Beans, bites and bytes Social: The owner of the OnLine Cafe, a coffeehouse with terminals to access the Internet, says the Rockville site is so successful he wants to expand to a half-dozen other cities, starting with Baltimore.

March 07, 1996|By Edward Lee | Edward Lee,SUN STAFF

Yin and yang, Ginger Rogers and Fred Astaire, salt and pepper, coffee and computers.

Brian A. Colella is betting everything that the last pairing will become as popular as the first three combinations. Mr. Colella is the owner of OnLine Cafe, a Rockville coffeehouse that serves your favorite caffeinated beverages while you surf the Internet.

"I know it's unusual," the bespectacled 41-year-old Briggs Chaney man said. "It's a novel idea, but people want places like this."

People like Debbie Jackson, a federal health policy worker in Bethesda who stopped there during her lunch break.

"I love the idea," Ms. Jackson said. "The coffee makes it more friendly and accessible, and the time [for learning] is here. I think I need to get on the highway before I become road kill."

Cyber cafes have been the rage in Europe -- in Paris, 16 of them opened in less than 10 months -- but only recently hit the United States. The first opened in San Francisco five years ago. Since then, nearly 100 have opened across the country.

Mr. Colella said the demand to access the Internet at OnLine Cafe is so heavy that he will open a branch in Baltimore, across from the convention center on Pratt Street, as early as April. He also wants to set up shop in Annapolis, Columbia and Washington, and he envisions branches in Philadelphia, Honolulu, London and Rio de Janeiro.

More than 200 people walked into his Rockville cafe the week of Jan. 2, the first week it was open. Since then, Mr. Colella estimated that the cafe averages about 50 customers every day.

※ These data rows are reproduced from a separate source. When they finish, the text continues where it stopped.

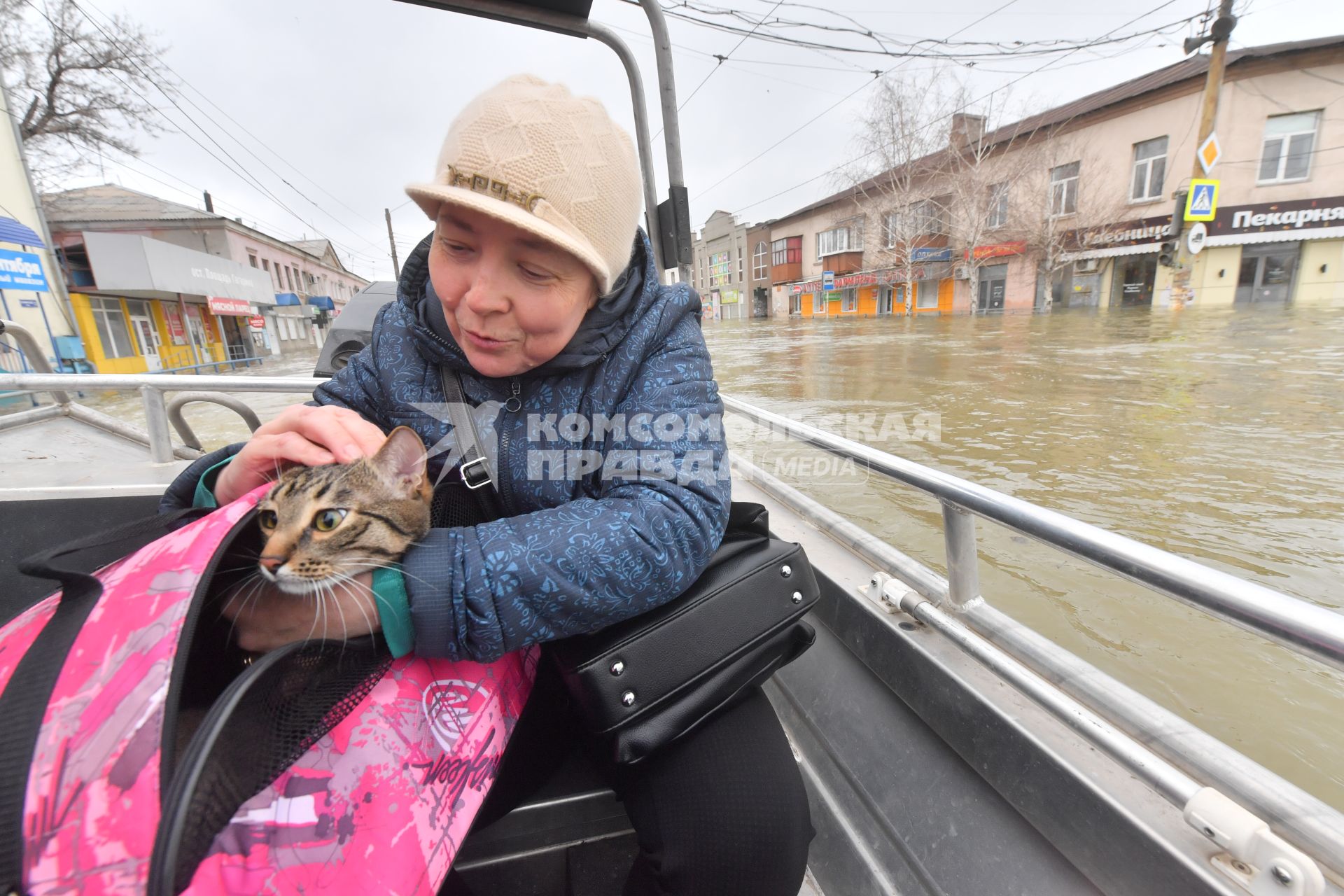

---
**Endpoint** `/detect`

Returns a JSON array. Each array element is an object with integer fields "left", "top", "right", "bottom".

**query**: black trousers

[{"left": 442, "top": 662, "right": 813, "bottom": 896}]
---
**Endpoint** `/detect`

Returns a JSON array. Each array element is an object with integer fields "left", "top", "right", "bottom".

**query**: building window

[
  {"left": 710, "top": 251, "right": 732, "bottom": 289},
  {"left": 770, "top": 237, "right": 802, "bottom": 265},
  {"left": 89, "top": 295, "right": 136, "bottom": 357},
  {"left": 1258, "top": 111, "right": 1321, "bottom": 184},
  {"left": 914, "top": 196, "right": 951, "bottom": 237},
  {"left": 1129, "top": 137, "right": 1167, "bottom": 203},
  {"left": 1050, "top": 161, "right": 1082, "bottom": 218},
  {"left": 985, "top": 184, "right": 1008, "bottom": 230}
]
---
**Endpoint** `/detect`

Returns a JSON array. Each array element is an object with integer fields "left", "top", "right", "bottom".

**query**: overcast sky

[{"left": 47, "top": 0, "right": 1344, "bottom": 279}]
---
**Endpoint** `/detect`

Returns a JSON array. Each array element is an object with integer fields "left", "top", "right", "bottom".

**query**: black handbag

[{"left": 442, "top": 370, "right": 821, "bottom": 764}]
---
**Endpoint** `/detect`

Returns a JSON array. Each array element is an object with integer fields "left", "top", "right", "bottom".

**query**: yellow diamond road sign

[{"left": 1195, "top": 133, "right": 1223, "bottom": 174}]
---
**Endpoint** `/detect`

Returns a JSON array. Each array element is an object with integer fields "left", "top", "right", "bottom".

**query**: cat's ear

[{"left": 370, "top": 426, "right": 426, "bottom": 491}]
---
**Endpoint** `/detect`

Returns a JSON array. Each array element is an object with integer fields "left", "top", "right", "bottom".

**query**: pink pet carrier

[{"left": 0, "top": 488, "right": 536, "bottom": 896}]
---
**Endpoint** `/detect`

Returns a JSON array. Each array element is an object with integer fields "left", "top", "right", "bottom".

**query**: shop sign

[
  {"left": 1185, "top": 178, "right": 1219, "bottom": 220},
  {"left": 966, "top": 239, "right": 1027, "bottom": 260},
  {"left": 789, "top": 274, "right": 878, "bottom": 295},
  {"left": 206, "top": 295, "right": 254, "bottom": 317},
  {"left": 1208, "top": 196, "right": 1344, "bottom": 237},
  {"left": 162, "top": 302, "right": 187, "bottom": 345},
  {"left": 0, "top": 248, "right": 48, "bottom": 293}
]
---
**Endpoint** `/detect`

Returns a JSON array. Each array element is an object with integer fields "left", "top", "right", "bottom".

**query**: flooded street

[
  {"left": 76, "top": 305, "right": 1344, "bottom": 808},
  {"left": 706, "top": 305, "right": 1344, "bottom": 807}
]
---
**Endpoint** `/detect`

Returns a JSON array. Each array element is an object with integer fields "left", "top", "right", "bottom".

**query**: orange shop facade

[{"left": 785, "top": 260, "right": 953, "bottom": 317}]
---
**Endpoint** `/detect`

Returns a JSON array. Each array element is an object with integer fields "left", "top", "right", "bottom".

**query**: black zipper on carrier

[{"left": 145, "top": 636, "right": 307, "bottom": 896}]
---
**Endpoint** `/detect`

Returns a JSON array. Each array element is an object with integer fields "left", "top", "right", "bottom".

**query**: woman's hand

[
  {"left": 223, "top": 573, "right": 382, "bottom": 653},
  {"left": 215, "top": 405, "right": 387, "bottom": 505}
]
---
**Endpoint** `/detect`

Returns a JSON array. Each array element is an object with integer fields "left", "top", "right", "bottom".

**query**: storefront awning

[
  {"left": 80, "top": 231, "right": 276, "bottom": 305},
  {"left": 0, "top": 218, "right": 47, "bottom": 248}
]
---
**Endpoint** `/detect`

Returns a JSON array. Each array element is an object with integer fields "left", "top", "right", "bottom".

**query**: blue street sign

[{"left": 0, "top": 248, "right": 50, "bottom": 293}]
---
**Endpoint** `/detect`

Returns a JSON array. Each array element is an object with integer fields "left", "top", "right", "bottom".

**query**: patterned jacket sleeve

[{"left": 402, "top": 314, "right": 730, "bottom": 661}]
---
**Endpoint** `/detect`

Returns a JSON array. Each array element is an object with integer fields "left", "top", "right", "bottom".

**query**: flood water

[
  {"left": 71, "top": 304, "right": 1344, "bottom": 808},
  {"left": 706, "top": 304, "right": 1344, "bottom": 808}
]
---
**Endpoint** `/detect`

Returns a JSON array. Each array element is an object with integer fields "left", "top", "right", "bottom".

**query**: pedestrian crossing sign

[{"left": 1185, "top": 178, "right": 1219, "bottom": 220}]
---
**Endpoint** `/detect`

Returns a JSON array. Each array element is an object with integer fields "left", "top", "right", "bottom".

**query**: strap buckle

[{"left": 458, "top": 456, "right": 491, "bottom": 491}]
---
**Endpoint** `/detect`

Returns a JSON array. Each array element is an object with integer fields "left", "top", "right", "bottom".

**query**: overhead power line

[
  {"left": 719, "top": 0, "right": 1176, "bottom": 215},
  {"left": 692, "top": 0, "right": 1017, "bottom": 201}
]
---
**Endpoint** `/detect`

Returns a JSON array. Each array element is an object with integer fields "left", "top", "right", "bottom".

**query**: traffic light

[{"left": 1157, "top": 239, "right": 1176, "bottom": 267}]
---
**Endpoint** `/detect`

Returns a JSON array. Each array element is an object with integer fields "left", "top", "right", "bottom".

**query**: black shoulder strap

[
  {"left": 0, "top": 507, "right": 209, "bottom": 893},
  {"left": 438, "top": 367, "right": 501, "bottom": 520}
]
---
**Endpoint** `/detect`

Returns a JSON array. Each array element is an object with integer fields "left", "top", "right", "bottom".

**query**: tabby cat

[{"left": 176, "top": 426, "right": 433, "bottom": 756}]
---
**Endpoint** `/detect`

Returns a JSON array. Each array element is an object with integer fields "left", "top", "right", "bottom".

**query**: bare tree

[
  {"left": 836, "top": 71, "right": 969, "bottom": 315},
  {"left": 0, "top": 0, "right": 168, "bottom": 184}
]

"People get here at night and don't want to leave," he said, adding that he has never closed by the time posted on the front door. "I'd be closing the door, and people are knocking on the front window asking, 'Can you open up, please?' "

"I had a really good notion that this was going to take off, but this " Mr. Colella's voice trailed off.

The cafe is almost invisible from Rockville Pike, save for a neon sign in the front window. But a closer inspection reveals the modest storefront is just that -- a front.

Inside the 2,000-square-foot cafe, cakes and espresso bought from caterers and retailers are served a couple of feet away from more than half a million dollars' worth of advanced technology.

For $10 an hour, customers can access any Internet site they wish on five computers next to the counter. Twelve more terminals behind a glass screen are for customers who need to write reports, create fliers and compose spreadsheets.

All of the terminals are linked to T1 fiber optics, a telecommunications line that enhances computer access to files and Internet sites. Many terminals can process 28,800 bits of information per second, but the T1 link allows Mr. Colella's computers to process 1.5 million bits of information per second. What would take a regular terminal two minutes to download takes only 31 seconds on his computers, Mr. Colella said.

And he is seated just yards away from the computers to help the computer illiterate.

The cafe was a natural extension of Mr. Colella's home-based computer graphics and imaging firm, where clients would stop and stay all day.

"It got to the point where I was making them lunch and dinner," he said. "What do you always do when you're sitting next to a computer? Don't you have a munchie or a soda near you?"

But more important, Mr. Colella said, he wanted to offer people a chance to use the most advanced technology without having to plunk down thousands of dollars.

"If you have something to do and don't own a computer, this is the next best thing," he said. "You can have a bite to eat, and you can work on the computer."

And at least one singles group is considering renting the cafe to host a sort of cyber-singles party, Mr. Colella said.

Steve Schoen, 52, a stockbroker from North Bethesda, surfed the Net Monday night even though he has a computer at home.

"But everything takes so long," said Mr. Schoen, sipping a cup of coffee. "You spend a lot of time waiting for information to come up. I wanted to see what it was like on a faster communication line."

Jayne Binolis, a 31-year-old commercial airline pilot from Ioanina, Greece, was vacationing in Maryland when she read about the cafe in a local newspaper. Now, she wants to know if Mr. Colella will give her permission to open a similar cafe near Athens.

"They're extremely popular in Europe because people don't have enough money to buy computers," Mrs. Binolis said. "And [Europeans] are very social. They want to get out of the house and they love to talk. I think a group of them would enjoy sitting around a computer, feeding it questions and drinking coffee."

Mr. Colella said any future branches must live up to the motto of his one-stop shop: "You can have your cake, and compute, too."